After a long pause I said, “I’m leaving Kyoto tonight on the Shinkansen. I’ll fly back to New York tomorrow morning. In two weeks, Akemi and I will be together.” A few of the invisible ones gasped. The others gasped after Murasaki’s translation of my words was completed.
“Himawari-san,” I said to the ice princess. “My Akemi does not love Shota. You should not worry.”
When Murasaki translated my words, Himawari the ice princess began screaming wildly in Japanese. Her pretty face turned an
ime twisted and evil. She pushed over the metal rack beside her, and all the glass figurines went crashing and smashing into pieces on the floor. Himawari had just proven what I already knew. She was a loose cannon, uncool, a liability. I’m sure Shota didn’t know that his girl who loved him, whom he didn’t love, was the same one who would easily get his ass set up and clap clap.
Five girls scrambled like servants to clean up the tiny pieces of smashed glass as Midori confronted Himawari. I stepped over the glass and brushed by Himawari up the twisted stairs I walked through the narrow aisle that ran down the fragile and delicate shop of beads and glass toward the door before I remembered it was locked. I turned around and dropped back down halfway.
“Midori, let me out,” I said with force. But Midori’s arm was twisted behind her back as Himawari held it there. Murasaki unclipped the key chain out of Midori’s pocket and walked up to let me out.
As I exited, Murasaki said, “Himawari is good. She loves Shota. Shota loves Akemi. When Akemi was gone, it was good for Himawari and Shota. Please forgive us, and have a safe trip home from Japan.” She bowed.
As I moved beyond the shop, I saw Chiasa squatted down beside the wolf, feeding him something and stroking his fur.
“We made friends,” Chiasa said, smiling.
“C’mon, change of plans.

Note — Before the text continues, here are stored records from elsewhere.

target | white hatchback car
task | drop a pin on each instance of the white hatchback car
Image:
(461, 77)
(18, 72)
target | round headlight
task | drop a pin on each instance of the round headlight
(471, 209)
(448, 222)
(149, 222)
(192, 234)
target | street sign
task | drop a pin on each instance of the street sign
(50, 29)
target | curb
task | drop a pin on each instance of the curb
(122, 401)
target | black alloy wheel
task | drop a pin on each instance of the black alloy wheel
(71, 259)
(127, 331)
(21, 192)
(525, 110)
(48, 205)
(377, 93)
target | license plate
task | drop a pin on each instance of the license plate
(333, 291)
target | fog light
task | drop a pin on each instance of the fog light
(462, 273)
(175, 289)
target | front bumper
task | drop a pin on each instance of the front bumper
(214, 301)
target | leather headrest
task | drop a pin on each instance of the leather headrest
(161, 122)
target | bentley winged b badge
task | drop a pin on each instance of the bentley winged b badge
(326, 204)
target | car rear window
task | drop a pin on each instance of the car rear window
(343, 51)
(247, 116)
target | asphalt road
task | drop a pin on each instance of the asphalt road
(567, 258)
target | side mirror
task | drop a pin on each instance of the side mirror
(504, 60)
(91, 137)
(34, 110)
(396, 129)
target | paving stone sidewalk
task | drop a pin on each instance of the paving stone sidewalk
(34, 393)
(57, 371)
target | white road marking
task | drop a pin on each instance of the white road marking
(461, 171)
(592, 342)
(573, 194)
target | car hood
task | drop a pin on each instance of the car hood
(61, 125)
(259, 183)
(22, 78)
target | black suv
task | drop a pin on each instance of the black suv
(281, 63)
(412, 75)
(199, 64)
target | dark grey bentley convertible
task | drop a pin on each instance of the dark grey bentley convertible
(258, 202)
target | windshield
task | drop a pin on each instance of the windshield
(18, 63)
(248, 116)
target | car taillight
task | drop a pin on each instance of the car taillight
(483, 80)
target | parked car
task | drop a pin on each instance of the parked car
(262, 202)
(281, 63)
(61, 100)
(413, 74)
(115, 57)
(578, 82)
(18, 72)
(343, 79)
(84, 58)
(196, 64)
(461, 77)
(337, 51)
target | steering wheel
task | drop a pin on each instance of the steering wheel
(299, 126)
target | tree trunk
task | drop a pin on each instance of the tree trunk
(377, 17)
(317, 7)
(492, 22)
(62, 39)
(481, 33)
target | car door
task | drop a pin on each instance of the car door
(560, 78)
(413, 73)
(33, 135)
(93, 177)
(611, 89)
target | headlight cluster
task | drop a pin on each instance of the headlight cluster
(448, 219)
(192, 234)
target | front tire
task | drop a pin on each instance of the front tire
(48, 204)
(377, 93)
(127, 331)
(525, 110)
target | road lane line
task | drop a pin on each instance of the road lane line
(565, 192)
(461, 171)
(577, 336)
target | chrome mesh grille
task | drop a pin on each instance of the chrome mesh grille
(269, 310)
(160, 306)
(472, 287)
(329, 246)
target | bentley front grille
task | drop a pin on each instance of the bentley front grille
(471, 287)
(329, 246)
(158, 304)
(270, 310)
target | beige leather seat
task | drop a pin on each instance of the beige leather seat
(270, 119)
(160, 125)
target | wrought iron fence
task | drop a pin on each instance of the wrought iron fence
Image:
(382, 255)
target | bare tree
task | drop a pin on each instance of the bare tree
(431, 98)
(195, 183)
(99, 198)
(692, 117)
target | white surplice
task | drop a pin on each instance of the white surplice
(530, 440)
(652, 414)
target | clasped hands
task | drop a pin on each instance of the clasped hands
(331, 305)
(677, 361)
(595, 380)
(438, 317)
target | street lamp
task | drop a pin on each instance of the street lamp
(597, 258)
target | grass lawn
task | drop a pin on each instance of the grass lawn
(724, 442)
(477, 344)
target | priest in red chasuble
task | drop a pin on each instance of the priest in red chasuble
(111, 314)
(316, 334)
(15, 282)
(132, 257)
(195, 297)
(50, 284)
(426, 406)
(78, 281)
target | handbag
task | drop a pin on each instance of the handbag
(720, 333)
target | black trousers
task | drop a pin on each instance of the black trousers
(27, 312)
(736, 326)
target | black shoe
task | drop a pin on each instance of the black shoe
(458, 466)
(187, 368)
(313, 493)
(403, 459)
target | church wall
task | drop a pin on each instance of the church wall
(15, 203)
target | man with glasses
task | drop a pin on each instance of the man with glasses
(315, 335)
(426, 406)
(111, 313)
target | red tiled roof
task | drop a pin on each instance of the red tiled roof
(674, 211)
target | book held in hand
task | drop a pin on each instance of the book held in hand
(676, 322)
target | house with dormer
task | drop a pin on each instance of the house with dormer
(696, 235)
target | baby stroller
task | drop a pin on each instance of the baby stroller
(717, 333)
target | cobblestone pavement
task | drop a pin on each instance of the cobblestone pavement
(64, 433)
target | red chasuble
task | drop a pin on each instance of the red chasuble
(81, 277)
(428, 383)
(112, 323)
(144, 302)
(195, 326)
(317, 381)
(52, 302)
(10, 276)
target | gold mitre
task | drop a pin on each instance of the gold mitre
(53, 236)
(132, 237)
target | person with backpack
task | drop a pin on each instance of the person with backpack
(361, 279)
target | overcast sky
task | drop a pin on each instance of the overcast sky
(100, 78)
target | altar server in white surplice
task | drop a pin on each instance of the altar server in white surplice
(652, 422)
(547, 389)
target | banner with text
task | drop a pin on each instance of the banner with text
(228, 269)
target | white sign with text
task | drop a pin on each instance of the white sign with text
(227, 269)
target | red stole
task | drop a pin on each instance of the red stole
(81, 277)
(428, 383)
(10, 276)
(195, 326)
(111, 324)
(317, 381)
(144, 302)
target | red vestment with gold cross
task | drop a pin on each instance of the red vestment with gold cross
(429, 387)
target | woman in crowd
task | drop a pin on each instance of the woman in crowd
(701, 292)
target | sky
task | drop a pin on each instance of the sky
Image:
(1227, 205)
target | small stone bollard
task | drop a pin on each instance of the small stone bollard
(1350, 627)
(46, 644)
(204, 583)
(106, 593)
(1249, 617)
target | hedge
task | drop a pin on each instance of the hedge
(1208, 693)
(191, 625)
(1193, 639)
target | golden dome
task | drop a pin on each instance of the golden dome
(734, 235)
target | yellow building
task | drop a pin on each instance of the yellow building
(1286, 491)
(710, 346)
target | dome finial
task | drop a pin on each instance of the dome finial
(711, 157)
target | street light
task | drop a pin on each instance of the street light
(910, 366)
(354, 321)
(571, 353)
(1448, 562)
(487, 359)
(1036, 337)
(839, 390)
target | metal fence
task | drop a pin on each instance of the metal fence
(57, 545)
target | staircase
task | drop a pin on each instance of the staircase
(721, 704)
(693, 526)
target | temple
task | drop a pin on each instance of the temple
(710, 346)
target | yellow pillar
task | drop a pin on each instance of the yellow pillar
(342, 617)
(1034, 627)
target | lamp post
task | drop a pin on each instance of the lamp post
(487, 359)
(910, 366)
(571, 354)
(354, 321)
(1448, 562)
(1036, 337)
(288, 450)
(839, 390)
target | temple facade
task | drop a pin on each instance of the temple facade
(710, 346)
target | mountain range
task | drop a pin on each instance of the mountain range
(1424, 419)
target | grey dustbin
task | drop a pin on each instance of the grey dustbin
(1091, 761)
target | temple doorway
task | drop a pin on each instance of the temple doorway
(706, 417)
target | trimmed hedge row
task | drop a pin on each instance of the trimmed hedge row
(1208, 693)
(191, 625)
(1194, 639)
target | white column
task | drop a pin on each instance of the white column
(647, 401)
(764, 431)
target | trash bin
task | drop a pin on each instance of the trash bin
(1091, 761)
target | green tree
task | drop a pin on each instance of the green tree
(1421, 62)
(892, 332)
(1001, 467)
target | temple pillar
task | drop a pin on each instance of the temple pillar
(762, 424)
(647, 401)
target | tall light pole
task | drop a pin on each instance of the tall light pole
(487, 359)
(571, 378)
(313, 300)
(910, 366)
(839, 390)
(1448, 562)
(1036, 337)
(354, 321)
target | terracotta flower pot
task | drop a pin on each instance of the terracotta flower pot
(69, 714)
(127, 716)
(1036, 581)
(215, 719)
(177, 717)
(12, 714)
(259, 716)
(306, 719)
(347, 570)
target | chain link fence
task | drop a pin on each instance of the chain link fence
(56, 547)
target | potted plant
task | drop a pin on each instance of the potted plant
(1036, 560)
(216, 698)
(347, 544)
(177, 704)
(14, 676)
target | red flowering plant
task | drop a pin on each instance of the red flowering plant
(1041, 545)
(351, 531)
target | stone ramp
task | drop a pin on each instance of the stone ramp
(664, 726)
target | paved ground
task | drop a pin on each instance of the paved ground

We gotta go.” I talked to her as I walked. Fucking wolf, I thought to myself. He growls at the men and purrs like a pussy for the pretty girls.
“Where were you all day?” I asked Chiasa.
“I went to Osaka. Why, did you miss me?” she said playfully.
“No, I just plan to make a deduction from your pay. Soldier MIA,” I said jokingly. I was trying to soothe my own fury at the same time.
“Soldier on point,” she challenged. She reached for her canteen and asked, “Please, can we drink first?”
“Sorry, your throat must be burning,” I said, because of the fast.
“I waited,” she said, lifting the deep-blue leather pouch from around her shoulder. She unscrewed the top of her water-filled canteen to offer me the first drink.